Tag: fertility

To Soy or Not to Soy?

Or … Sometimes the More You Find Out, the Less You Really Know

For years I have been under the impression that switching to soy products was a good thing to do for your health. Soy milk instead of cow’s milk. Tofu instead of meat. Edamame instead of peas. Actually I didn’t realize that edamame, tofu and miso were made of soy beans until the day before yesterday, but that doesn’t change the fact that I thought these foods were for the super-healthy and health-conscious.

Then the other day, I was talking soy beans with a super-knowledgeable, food-informed young friend. Or rather, she was talking and I was listening. My friend and her family have been paying attention to healthy eating matters and practicing healthy eating for many years. Food is her “thing.” She is paying attention. Here’s what she said:

In their raw state, soy beans are toxic to humans.

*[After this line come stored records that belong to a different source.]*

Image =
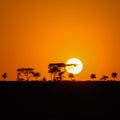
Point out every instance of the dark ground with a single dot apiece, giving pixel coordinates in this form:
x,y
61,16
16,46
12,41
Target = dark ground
x,y
88,97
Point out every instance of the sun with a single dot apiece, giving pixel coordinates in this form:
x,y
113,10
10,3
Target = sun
x,y
76,67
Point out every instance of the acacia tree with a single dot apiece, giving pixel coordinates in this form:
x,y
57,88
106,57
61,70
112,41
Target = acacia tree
x,y
4,76
26,73
92,76
114,75
53,69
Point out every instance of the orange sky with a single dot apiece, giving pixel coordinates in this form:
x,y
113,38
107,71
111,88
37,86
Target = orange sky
x,y
34,33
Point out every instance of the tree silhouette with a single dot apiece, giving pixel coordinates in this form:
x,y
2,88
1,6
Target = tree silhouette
x,y
4,76
71,76
27,73
92,76
114,75
56,70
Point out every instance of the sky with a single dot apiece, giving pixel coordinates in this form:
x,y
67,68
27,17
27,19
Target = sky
x,y
34,33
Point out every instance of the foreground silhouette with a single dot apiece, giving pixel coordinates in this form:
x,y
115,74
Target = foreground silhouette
x,y
87,97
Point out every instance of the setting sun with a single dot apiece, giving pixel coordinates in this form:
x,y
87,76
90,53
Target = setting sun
x,y
74,69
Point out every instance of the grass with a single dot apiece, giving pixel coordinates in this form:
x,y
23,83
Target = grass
x,y
86,97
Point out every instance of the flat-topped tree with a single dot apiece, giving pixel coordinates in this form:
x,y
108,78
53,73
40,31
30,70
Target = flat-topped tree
x,y
27,73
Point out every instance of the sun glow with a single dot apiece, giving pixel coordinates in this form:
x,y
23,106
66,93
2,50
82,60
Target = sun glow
x,y
76,67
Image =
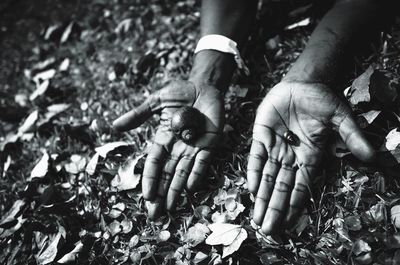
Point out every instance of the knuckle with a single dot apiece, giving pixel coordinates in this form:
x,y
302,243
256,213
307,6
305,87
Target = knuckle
x,y
282,186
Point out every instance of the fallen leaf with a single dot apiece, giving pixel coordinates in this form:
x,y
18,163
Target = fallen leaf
x,y
77,164
392,140
72,256
67,32
29,123
127,226
123,26
235,245
395,215
199,257
91,166
202,211
353,222
229,235
359,92
41,168
117,210
301,23
392,241
40,90
371,115
195,234
6,232
377,212
105,149
219,217
126,178
383,88
163,236
114,227
6,165
364,259
52,111
134,241
43,76
49,253
14,211
64,65
360,246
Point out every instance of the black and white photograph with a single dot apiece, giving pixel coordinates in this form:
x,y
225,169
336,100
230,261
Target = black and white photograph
x,y
200,132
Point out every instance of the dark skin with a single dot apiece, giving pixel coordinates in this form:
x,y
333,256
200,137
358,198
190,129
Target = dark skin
x,y
305,102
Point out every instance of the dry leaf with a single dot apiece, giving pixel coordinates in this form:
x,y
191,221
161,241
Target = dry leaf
x,y
360,246
371,115
105,149
41,168
117,210
195,234
123,26
359,92
301,23
14,211
77,164
163,236
134,241
127,226
392,140
10,231
67,32
64,65
40,90
395,215
48,254
200,256
72,255
229,235
353,222
114,227
29,123
126,178
43,76
91,166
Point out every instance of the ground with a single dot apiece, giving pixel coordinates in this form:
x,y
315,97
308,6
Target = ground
x,y
70,186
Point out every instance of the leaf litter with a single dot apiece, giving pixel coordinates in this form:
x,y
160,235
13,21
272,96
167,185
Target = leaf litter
x,y
77,200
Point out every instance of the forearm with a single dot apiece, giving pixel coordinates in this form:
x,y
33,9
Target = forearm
x,y
345,28
229,18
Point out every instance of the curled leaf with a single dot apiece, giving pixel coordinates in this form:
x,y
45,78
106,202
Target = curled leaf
x,y
126,178
41,168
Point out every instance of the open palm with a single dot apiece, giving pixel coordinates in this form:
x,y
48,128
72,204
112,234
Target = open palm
x,y
279,173
171,164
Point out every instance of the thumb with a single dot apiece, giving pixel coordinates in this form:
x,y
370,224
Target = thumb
x,y
352,135
137,116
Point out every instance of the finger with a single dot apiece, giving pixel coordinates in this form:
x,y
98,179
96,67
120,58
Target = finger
x,y
352,135
137,116
200,167
300,194
179,180
266,187
279,199
257,159
167,174
152,169
155,208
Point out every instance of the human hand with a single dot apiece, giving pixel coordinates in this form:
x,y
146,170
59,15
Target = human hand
x,y
171,164
280,174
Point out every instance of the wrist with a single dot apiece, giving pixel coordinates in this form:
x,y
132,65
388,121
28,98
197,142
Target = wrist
x,y
213,68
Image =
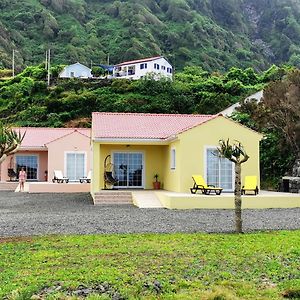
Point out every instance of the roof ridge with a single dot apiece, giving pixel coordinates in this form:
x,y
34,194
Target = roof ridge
x,y
153,114
54,128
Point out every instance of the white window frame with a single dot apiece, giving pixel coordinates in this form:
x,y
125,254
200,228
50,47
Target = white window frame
x,y
173,158
205,167
75,152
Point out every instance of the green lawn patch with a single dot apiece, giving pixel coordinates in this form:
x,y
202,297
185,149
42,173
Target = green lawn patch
x,y
152,266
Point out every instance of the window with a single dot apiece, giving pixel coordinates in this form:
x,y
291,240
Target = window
x,y
30,163
75,165
219,170
173,159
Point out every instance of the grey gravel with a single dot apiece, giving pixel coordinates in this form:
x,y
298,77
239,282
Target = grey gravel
x,y
23,214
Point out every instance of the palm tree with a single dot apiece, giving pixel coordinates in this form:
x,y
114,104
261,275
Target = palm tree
x,y
235,152
10,141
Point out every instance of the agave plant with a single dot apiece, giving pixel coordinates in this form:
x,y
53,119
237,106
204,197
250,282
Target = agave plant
x,y
10,141
236,153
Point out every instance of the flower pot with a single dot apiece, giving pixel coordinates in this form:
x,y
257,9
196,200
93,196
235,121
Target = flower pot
x,y
156,185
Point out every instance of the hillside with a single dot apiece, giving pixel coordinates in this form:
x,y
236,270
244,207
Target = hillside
x,y
213,34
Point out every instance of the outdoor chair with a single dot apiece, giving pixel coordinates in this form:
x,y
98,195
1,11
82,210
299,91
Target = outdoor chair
x,y
200,184
250,185
86,179
59,178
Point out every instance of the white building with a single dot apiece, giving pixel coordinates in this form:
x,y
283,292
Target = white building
x,y
76,71
137,69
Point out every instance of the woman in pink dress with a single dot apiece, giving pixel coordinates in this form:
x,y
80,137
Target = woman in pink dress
x,y
22,179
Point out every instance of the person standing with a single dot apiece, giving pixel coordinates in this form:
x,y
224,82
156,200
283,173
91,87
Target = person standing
x,y
22,179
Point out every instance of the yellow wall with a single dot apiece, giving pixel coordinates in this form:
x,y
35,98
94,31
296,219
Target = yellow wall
x,y
190,154
153,162
172,176
194,141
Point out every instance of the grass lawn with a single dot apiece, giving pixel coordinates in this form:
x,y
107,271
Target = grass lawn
x,y
152,266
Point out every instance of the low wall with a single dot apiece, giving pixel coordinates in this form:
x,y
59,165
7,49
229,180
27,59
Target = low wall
x,y
226,201
47,187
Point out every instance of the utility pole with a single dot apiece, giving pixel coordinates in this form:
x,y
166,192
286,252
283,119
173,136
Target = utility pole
x,y
48,67
46,61
13,63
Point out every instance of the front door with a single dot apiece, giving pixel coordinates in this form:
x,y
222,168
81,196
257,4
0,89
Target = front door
x,y
128,168
219,170
75,166
29,163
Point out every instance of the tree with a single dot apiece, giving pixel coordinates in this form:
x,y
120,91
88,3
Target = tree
x,y
235,152
10,141
281,107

Hold the phone! Even I know this is a HUGE clue right there. If it’s not good for you raw, why would it be good for you cooked? According to Wikipedia:

For human consumption, soybeans must be cooked with “wet” heat to destroy the trypsin inhibitors (serine protease inhibitors). Raw soybeans, including the immature green form, are toxic to humans, swine, chickens, and in fact, all monogastric animals.

My friend also said:

While soy products are a great source of protein, they may have other impacts on your body beyond nutrition because of a plant compound in soy beans that mimics estrogen.

In areas where soy products, especially soy milk, are in widespread use, the population’s hormones are being affected, including girls beginning to have their periods as young as nine years old.

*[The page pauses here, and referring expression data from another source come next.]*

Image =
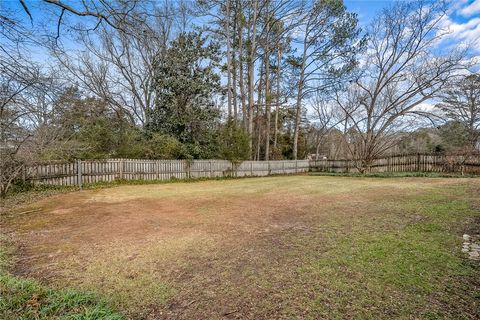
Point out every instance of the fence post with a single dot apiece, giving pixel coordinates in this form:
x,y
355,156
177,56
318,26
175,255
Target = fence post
x,y
79,174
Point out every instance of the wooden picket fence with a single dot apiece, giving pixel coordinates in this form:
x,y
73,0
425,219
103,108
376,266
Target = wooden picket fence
x,y
418,162
92,171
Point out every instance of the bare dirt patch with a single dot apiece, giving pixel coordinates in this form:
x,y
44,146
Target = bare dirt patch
x,y
216,249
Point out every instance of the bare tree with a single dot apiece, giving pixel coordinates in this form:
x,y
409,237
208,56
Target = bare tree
x,y
328,40
118,67
401,71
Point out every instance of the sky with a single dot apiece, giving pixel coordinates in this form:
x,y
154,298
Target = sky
x,y
462,21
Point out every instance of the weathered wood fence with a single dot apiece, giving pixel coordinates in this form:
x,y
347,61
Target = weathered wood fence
x,y
469,164
91,171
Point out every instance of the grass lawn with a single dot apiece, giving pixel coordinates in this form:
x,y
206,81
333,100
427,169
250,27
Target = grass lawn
x,y
310,247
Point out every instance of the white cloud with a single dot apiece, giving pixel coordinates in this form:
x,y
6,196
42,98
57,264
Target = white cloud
x,y
471,9
463,33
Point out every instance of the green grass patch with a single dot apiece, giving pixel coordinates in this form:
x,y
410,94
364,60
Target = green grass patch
x,y
392,174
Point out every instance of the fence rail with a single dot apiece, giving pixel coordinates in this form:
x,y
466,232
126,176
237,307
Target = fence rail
x,y
91,171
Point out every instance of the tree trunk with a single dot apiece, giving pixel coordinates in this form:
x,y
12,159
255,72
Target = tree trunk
x,y
298,112
229,61
277,106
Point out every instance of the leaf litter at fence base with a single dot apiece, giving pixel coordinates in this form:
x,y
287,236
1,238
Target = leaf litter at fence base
x,y
299,246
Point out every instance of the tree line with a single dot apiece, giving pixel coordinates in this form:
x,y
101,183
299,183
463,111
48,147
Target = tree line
x,y
231,79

Consuming large amounts of soy products increases infertility.

Wow! According to this article in the December 9, 2009 issue of Scientific American Magazine, it’s all true and more:

Could Eating Too Much Soy Be Bad for You?
New studies suggest that eating large amounts of soy’s estrogen-mimicking compounds might reduce fertility in women, trigger early puberty and disrupt development of fetuses and children
By Lindsey Konkel and Environmental Health News | November 3, 2009

This brief foray into soy beans has led me to these unsatisfactory conclusions:

  1. The internet is making us stupid. Well, it’s making me stupid anyway. It is THE source of information, and whoever has the best SEO wins, instead of whoever has the best facts and credibility. Google, can you please get to work on that?
  2. We need better, objective, conclusive scientific research. There are conclusive answers, they just seem to elude us for now. Maybe that’s where all those brilliant math and science students would be helpful. How many research studies did it take to reach universal agreement that radioactivity was bad for your health? Were there any studies which claimed otherwise?
  3. Do we need soy? Is it possible to feed all the people on this planet without soy?
  4. Lastly and most importantly: “Everything in moderation” emerges once again as the best advice. Consume soy in moderation. Of course, that doesn’t help all the babies drinking soy infant formula all day. Or the kids eating soy in their hamburger meat at school every day. Soy is probably in all kinds of products that we don’t even know about. How can you exercise moderation in your soy intake if you don’t even realize you’re consuming soy? Make it a point to pay attention to how much soy you’re actually consuming.

Now you know why I typically let this kind of stuff go in one ear and out the other. I am left suspicious of soy products but without any iron-clad proof. It’s like all the conspiracy theories of the world: Something about them rings true, but it all doesn’t add up in the end. So you file it away in your brain’s X-FILES area and hope to find an answer some day. “The Truth is Out There.” “Trust No One.”

And I thought being an EnviroSeeker was going to be easy.